そのためいつものことだが、この手の言い合いは飛鳥にとって非常に分が悪い。事情を知らない京介と浩も、二人が融合型刻印法具の生成者だということは知っている。融合型の生成者は、日本では飛鳥と真桜しか確認されていないため、そのことだと思ってくれているだろうが、あまり突っ込まれたくはない話でもある。
そんな飛鳥を助けるため、ではなく、結果的に偶然、大河と美花が居間に入ってきた。
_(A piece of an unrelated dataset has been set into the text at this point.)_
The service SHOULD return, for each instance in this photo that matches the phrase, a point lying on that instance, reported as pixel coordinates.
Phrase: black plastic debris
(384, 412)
大河と美花は勝同様、刻印術師ではない。だが一流の術師に匹敵する実力を持っている。しかも勝とは境遇も似ている。おそらく二人以上の適任はいないだろう。
大河も美花も、看過できない事態が起きていることを、既に雰囲気から察している。
世界刻印術総会談開催まであと一ヶ月、どこまでできるかはわからない。だが放置しておく、などという選択肢はない。災いの種は早めに刈り取らなければならない。来日する要人は刻印術師だけではなく、政治家や軍人も多い。特にロシアのグリツィーニアとブラジルのリゲルは刻印神器生成者でもあるため、その身に何かあれば、それは即座に国際問題へと発展する。本人達の意思に関わらずに、だ。
飛鳥も非公開とはいえ、神器生成者の一人だ。たとえ自身の存在が公になったとしても、やるべきこと、守るべきものを失うことなど、あってはならない。雅人とさつきはそんな飛鳥と真桜の盾として忠誠を誓ってくれている。だからこそ、自分達の力に責任を持たなければならないと思っている。
それが先月フランスで、ダインスレイフとの戦いを経て、飛鳥が出した答えだった。